Jiang Wanyin leans out of the bed and snatches up some tissues from the night stand. He brushes them gently over Jin Guangyao’s wet cheeks, then balls them up and tosses them into the wastebasket. “You,” says Jiang Wanyin, pressing his lips to Jin Guangyao’s forehead, his eyelids, his cheeks, his nose, “are so fucking weird.” Their lips meet, and Jiang Wanyin presses him down into the bed, licking into him sweetly. When he pulls away, he says, “And we’re going to the hospital right away.”
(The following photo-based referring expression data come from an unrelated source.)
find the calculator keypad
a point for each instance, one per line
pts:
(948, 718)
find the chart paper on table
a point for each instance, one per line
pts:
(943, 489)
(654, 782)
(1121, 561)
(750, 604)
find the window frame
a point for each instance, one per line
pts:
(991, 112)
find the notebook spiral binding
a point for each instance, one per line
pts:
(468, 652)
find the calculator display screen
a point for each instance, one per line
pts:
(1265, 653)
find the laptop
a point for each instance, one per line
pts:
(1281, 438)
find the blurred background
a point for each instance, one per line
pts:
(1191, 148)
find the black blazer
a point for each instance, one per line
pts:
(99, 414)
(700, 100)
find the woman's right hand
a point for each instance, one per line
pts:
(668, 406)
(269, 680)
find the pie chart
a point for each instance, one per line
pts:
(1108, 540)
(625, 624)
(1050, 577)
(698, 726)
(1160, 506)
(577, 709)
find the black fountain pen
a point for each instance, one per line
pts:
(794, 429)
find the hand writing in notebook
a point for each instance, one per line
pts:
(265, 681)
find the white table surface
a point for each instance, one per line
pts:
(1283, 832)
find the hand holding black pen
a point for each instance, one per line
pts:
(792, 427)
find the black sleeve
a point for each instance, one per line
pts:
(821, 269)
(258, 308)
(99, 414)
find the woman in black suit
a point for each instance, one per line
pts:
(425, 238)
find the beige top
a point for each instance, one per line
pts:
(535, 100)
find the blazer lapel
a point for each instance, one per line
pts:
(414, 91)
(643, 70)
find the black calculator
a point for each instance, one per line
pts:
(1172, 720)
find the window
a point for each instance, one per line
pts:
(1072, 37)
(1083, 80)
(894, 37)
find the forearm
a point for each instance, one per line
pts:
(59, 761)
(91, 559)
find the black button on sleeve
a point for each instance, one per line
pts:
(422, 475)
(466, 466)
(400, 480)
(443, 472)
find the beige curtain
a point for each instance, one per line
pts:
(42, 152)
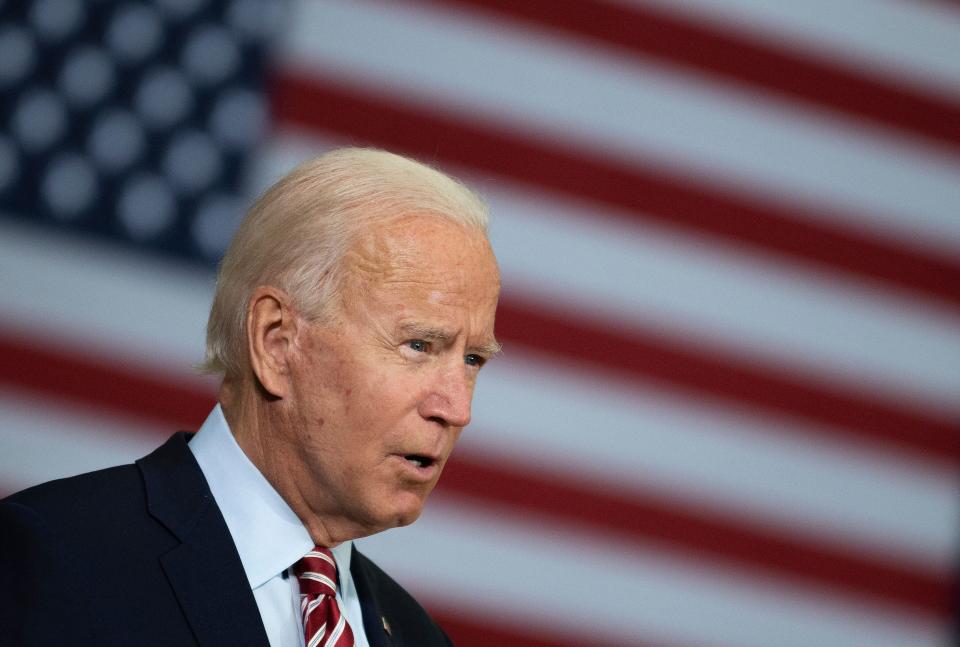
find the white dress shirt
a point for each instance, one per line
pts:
(269, 536)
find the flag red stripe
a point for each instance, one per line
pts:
(644, 192)
(648, 355)
(698, 534)
(80, 379)
(753, 62)
(645, 519)
(466, 631)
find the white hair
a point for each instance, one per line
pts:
(296, 234)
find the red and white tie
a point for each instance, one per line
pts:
(323, 623)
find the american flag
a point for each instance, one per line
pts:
(728, 409)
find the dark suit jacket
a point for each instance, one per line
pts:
(141, 555)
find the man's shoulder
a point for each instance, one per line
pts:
(401, 616)
(68, 492)
(86, 506)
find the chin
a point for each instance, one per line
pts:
(407, 515)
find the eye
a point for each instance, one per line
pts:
(418, 345)
(475, 360)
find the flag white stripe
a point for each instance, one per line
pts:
(520, 569)
(908, 43)
(891, 184)
(43, 439)
(530, 412)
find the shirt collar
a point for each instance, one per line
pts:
(268, 534)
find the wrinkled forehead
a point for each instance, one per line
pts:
(426, 249)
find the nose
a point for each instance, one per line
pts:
(448, 401)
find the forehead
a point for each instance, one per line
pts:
(432, 254)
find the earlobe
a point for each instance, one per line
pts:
(270, 338)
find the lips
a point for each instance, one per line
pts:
(420, 460)
(419, 467)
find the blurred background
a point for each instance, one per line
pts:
(728, 408)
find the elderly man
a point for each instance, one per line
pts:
(353, 312)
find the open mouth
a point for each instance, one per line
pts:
(419, 460)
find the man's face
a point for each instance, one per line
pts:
(380, 396)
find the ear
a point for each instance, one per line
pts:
(271, 333)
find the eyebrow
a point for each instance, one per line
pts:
(430, 333)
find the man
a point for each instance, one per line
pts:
(353, 311)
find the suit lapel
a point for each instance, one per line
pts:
(204, 571)
(375, 624)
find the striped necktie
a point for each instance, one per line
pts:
(323, 623)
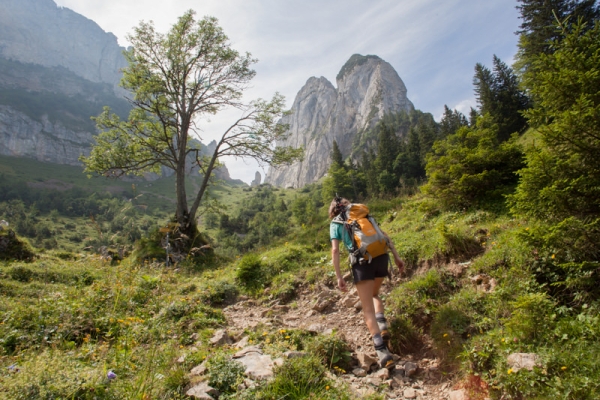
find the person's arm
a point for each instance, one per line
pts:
(397, 260)
(335, 258)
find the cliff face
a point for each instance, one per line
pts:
(42, 140)
(367, 88)
(57, 68)
(39, 32)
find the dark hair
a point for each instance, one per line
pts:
(336, 206)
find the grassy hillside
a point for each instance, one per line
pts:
(471, 290)
(59, 207)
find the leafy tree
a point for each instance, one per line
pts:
(176, 78)
(338, 180)
(472, 168)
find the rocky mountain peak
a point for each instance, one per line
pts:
(40, 32)
(368, 87)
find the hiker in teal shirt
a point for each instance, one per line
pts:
(368, 278)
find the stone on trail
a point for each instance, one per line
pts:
(459, 394)
(365, 360)
(203, 392)
(410, 369)
(257, 365)
(199, 369)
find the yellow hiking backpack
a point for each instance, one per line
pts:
(368, 241)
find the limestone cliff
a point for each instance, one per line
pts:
(57, 68)
(40, 32)
(367, 88)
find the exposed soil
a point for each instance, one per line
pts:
(341, 314)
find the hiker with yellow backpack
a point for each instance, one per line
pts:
(368, 247)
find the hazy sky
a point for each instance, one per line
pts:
(432, 44)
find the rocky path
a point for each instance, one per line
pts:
(322, 310)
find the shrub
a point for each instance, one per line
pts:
(448, 331)
(332, 351)
(300, 378)
(219, 292)
(249, 272)
(405, 337)
(224, 373)
(530, 318)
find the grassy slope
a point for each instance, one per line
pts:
(82, 317)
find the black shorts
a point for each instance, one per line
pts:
(378, 268)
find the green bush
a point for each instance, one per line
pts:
(333, 352)
(298, 379)
(224, 373)
(249, 272)
(530, 317)
(449, 331)
(405, 337)
(218, 292)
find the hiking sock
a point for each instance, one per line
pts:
(382, 323)
(378, 340)
(385, 357)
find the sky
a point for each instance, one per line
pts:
(432, 44)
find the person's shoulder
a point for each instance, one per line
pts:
(337, 220)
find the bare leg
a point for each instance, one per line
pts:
(365, 293)
(376, 300)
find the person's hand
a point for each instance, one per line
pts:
(342, 284)
(399, 264)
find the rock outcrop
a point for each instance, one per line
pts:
(58, 68)
(40, 32)
(22, 136)
(368, 87)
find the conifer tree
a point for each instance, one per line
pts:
(539, 27)
(336, 155)
(499, 95)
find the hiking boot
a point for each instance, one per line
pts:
(385, 358)
(385, 335)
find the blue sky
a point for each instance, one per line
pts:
(433, 44)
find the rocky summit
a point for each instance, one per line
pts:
(367, 88)
(40, 32)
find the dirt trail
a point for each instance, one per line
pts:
(340, 314)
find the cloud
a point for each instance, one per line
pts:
(433, 45)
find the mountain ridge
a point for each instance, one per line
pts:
(367, 88)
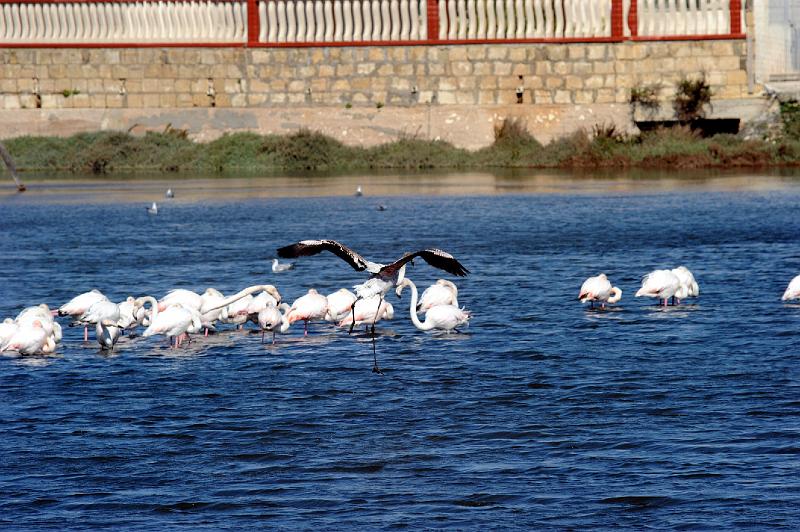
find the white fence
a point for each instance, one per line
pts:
(134, 22)
(664, 18)
(334, 21)
(523, 19)
(342, 20)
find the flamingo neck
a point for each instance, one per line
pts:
(412, 309)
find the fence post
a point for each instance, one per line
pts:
(736, 16)
(253, 24)
(617, 12)
(633, 18)
(433, 20)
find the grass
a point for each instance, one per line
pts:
(513, 147)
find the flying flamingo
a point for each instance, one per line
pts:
(443, 292)
(442, 317)
(793, 290)
(364, 313)
(339, 304)
(382, 276)
(312, 306)
(598, 288)
(662, 284)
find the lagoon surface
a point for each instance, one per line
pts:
(541, 414)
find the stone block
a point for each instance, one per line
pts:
(135, 101)
(562, 97)
(497, 53)
(465, 98)
(461, 68)
(574, 82)
(502, 69)
(576, 52)
(518, 54)
(583, 96)
(446, 97)
(543, 96)
(365, 69)
(476, 53)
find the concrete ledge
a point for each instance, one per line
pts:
(465, 126)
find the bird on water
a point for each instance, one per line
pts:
(382, 276)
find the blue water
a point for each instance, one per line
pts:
(543, 414)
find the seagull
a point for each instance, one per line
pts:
(382, 276)
(280, 268)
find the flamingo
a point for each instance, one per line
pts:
(80, 304)
(443, 292)
(7, 330)
(312, 306)
(364, 312)
(172, 322)
(442, 317)
(598, 288)
(30, 339)
(107, 333)
(271, 319)
(688, 288)
(793, 290)
(339, 303)
(662, 284)
(280, 268)
(382, 276)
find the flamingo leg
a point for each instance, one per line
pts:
(353, 311)
(375, 368)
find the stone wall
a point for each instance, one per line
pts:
(558, 81)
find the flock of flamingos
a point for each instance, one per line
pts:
(182, 312)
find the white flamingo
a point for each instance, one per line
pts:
(364, 312)
(80, 304)
(441, 317)
(382, 276)
(280, 268)
(107, 333)
(7, 330)
(688, 288)
(311, 307)
(30, 339)
(443, 292)
(598, 288)
(662, 284)
(270, 319)
(793, 290)
(339, 304)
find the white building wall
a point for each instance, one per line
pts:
(777, 39)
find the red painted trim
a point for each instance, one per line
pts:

“Or,” says Jin Guangyao, sliding his fingers into Jiang Wanyin’s hair and gripping tightly to hold him in place. “We could have sex in a way that doesn’t irritate my foot, and then go to the hospital and tell them that the injury happened mid-coitus, but I was so blissed out I didn’t even notice until after.”
“Or,” says Jiang Wanyin against Jin Guangyao’s lips, “we could go to the hospital right away and still feed them that story.”
Jin Guangyao hesitates. He considers the idea from all angles. He looks down at his foot, which gives an especially painful throb en cue. Finally, he meets Jiang Wanyin’s eyes for the first time since they entered the bedroom. “Have I mentioned recently that I love you?”
“I could stand to hear it more often,” Jiang Wanyin allows. He bites at Jin Guangyao’s lower lip one more time before pulling away completely and gathering Jin Guangyao up in his arms. “You know,” says Jiang Wanyin as he carries Jin Guangyao back out of the room. “If I had been getting married to Wen Qing—”
Jin Guangyao wraps his hands lightly around Jiang Wanyin’s throat. “For balance,” he explains, smiling. “Yes? You were saying?”
“—I would have been imagining I was with you, instead,” Jiang Wanyin continues evenly. “And not thinking of how you could be providing medical assistance to help her out. I would have been imagining touching you, having you under me, being inside you. Imagining you were mine.”
Jin Guangyao turns his head into Jiang Wanyin’s shoulder to hide his smile.
“What do you think?” asks Jiang Wanyin, maneuvering Jin Guangyao gently so that he can lock their front door. “Would that have been an auspicious sign for my marriage to her?”
Jin Guangyao hums thoughtfully. “Probably not,” he sighs, letting Jiang Wanyin settle him into the passenger seat of his car. “It’s probably a good thing that you ended up with me, then.”
“Too bad,” says Jiang Wanyin. “I guess I’ll just have to settle.”
The hospital staff are chastising with Jiang Wanyin and amused and sympathetic with Jin Guangyao. They’re still teasing them as they wheel Jin Guangyao through the lobby, where an elderly woman overhears and tells them, “Oh, congratulations! How wonderful!” and they learn all about the three separate sisters she had whose wedding-night injuries foretold their long and happy marriages. “But it would have been even better if you’d gotten your injury during the ceremony itself,” she tells them. “My sister-in-law cut her hand during the wedding banquet—there was blood everywhere—and not only did she enjoy the best of marriages with my brother, she had seven healthy children!”
If Jin Guangyao is much more cheery on the ride home, that’s just because of the painkillers. He’s still not superstitious.